When I told my family and friends that I was going to spend the whole month of July alone in Spain to walk the nearly 500-mile long Camino de Frances all the way from Saint-Jean-Pied-de-Port, France to Santiago de Compostela, Spain, I received varied reactions.
Some were positive and supportive, but many times I heard, “It is dangerous for a girl!”
“You can’t walk alone!”
“What if someone rapes you over there?”
“Can’t you at least go with a friend?”
Have you ever been told that you can’t do something because you’re a woman? If I’d gotten discouraged when people doubted my abilities as a woman this summer, I would’ve missed out on the walk of a lifetime.
I was raised in an environment where I had a curfew much earlier than my three-years-younger brother because “he cannot come home pregnant.” My last partner criticized me for being too independent because I often rejected his help. Growing up in a society that strives for equality, yet still comes short of reaching it, I almost let these attitudes get to me.
And now my own loved ones were telling me I couldn’t walk alone because of my womanhood.
Thankfully, I’m more willful than fearful. Nothing motivates me more than being underestimated, and to be able to prove people wrong just felt like a bonus to my upcoming adventure.
I flew to a small town in France where not many people spoke English, and I was alone. I took several buses from there to get to my starting point. Each night, I found a hostel and slept in a room full of strangers. I crossed the Pyrenees mountains by foot, through areas so rural there was no cell phone signal and sometimes no civilization. To avoid the heat, I walked in the dark right before sunrise.

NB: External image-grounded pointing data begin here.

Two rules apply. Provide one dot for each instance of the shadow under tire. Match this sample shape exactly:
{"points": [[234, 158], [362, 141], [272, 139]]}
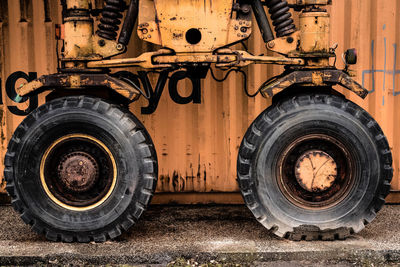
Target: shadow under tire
{"points": [[314, 167], [80, 169]]}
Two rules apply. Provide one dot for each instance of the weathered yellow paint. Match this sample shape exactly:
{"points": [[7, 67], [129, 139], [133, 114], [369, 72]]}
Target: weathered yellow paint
{"points": [[314, 32], [167, 23]]}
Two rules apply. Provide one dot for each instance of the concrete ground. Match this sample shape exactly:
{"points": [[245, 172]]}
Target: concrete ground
{"points": [[211, 235]]}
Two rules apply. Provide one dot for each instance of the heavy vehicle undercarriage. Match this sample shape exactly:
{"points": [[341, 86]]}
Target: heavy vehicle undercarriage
{"points": [[312, 166]]}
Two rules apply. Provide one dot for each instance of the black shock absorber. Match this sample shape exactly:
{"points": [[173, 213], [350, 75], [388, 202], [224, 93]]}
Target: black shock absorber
{"points": [[281, 17], [111, 19]]}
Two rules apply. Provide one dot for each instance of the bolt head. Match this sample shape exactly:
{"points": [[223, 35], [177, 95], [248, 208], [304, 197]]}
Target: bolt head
{"points": [[101, 42]]}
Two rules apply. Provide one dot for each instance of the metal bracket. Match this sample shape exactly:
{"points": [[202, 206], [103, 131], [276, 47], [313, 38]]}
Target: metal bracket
{"points": [[326, 77]]}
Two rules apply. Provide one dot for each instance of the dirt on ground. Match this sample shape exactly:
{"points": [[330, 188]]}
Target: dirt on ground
{"points": [[220, 235]]}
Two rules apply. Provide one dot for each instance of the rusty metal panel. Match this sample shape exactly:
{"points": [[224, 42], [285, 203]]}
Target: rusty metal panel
{"points": [[197, 144]]}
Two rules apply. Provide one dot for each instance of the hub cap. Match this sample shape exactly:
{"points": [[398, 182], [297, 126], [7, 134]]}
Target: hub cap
{"points": [[315, 171], [78, 172]]}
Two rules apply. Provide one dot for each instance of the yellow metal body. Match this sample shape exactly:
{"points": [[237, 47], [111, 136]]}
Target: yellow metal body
{"points": [[175, 24]]}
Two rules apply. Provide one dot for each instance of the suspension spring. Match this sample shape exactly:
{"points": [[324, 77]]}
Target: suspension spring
{"points": [[111, 19], [281, 17]]}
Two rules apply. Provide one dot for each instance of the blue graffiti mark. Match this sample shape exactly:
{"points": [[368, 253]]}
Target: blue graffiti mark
{"points": [[395, 72], [385, 71]]}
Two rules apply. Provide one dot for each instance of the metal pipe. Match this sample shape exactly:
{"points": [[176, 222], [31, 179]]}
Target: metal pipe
{"points": [[129, 23], [262, 21]]}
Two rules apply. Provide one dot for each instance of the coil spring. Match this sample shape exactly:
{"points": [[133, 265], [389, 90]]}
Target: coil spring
{"points": [[110, 21], [281, 17]]}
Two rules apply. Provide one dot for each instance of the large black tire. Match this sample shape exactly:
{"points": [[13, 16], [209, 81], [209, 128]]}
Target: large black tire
{"points": [[107, 140], [267, 176]]}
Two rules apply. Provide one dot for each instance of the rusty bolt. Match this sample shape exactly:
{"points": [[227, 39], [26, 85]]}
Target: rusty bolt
{"points": [[120, 47], [246, 9], [102, 42]]}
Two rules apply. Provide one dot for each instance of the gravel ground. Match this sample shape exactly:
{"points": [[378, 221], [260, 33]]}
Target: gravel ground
{"points": [[204, 235]]}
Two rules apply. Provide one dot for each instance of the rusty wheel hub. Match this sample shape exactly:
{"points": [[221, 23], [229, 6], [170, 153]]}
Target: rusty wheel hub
{"points": [[315, 171], [78, 171]]}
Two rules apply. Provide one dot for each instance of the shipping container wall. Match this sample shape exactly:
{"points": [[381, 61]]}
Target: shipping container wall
{"points": [[197, 144]]}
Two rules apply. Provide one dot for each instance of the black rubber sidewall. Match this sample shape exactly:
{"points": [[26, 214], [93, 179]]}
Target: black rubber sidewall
{"points": [[346, 130], [106, 129]]}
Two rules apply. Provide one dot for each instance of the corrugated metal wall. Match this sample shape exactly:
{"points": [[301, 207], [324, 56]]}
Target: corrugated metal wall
{"points": [[197, 144]]}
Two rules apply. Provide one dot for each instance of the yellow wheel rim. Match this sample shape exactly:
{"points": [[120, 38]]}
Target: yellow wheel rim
{"points": [[43, 177]]}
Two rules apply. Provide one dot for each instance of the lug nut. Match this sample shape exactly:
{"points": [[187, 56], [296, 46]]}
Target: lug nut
{"points": [[271, 44]]}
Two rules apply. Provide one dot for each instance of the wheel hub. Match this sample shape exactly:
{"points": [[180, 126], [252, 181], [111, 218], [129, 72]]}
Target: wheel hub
{"points": [[78, 171], [315, 171]]}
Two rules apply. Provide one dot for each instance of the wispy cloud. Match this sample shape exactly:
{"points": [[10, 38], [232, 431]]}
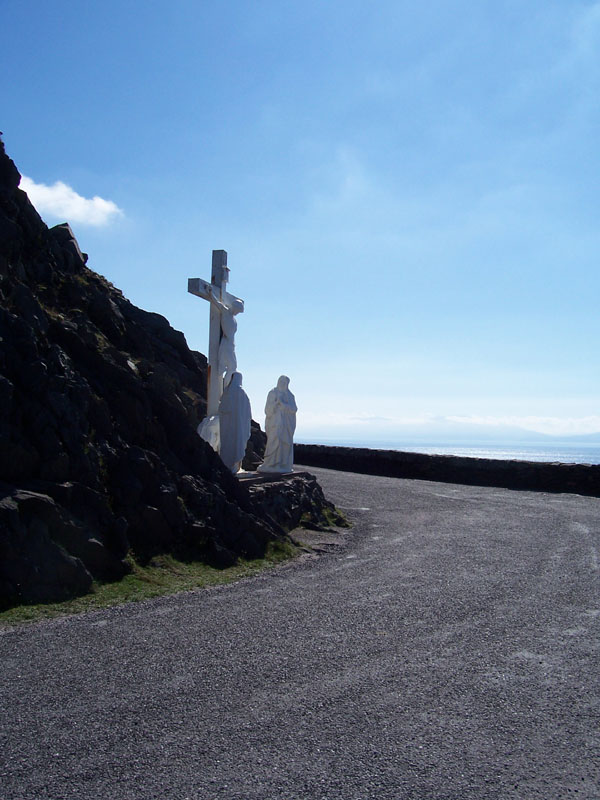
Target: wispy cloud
{"points": [[60, 201], [558, 426]]}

I did it alone, and I made it out alive to the surprise of those who doubted me.
I used my common sense on the Camino, just like anywhere else. I didn’t go home with a stranger. I stayed on the path, and I didn’t hang out in alleys at night. But I didn’t do this all because I’m a woman: I did it because I am a cautious traveler, regardless of my gender.
My summer trip is not going to change the world, but it is a little piece of the larger picture. I’m not the first, nor the last woman to walk the Camino Frances. But people’s reactions to my summer whereabouts raise a bigger problem.
How do we raise another generation of Amelia Earharts, Susan B. Anthonys or Marie Curies, when we keep telling girls that certain activities and jobs are not made for them?
I’m proud of myself for not letting these negative voices change my mind. Spending the summer alone made me realize that I’m a woman, and women can do anything.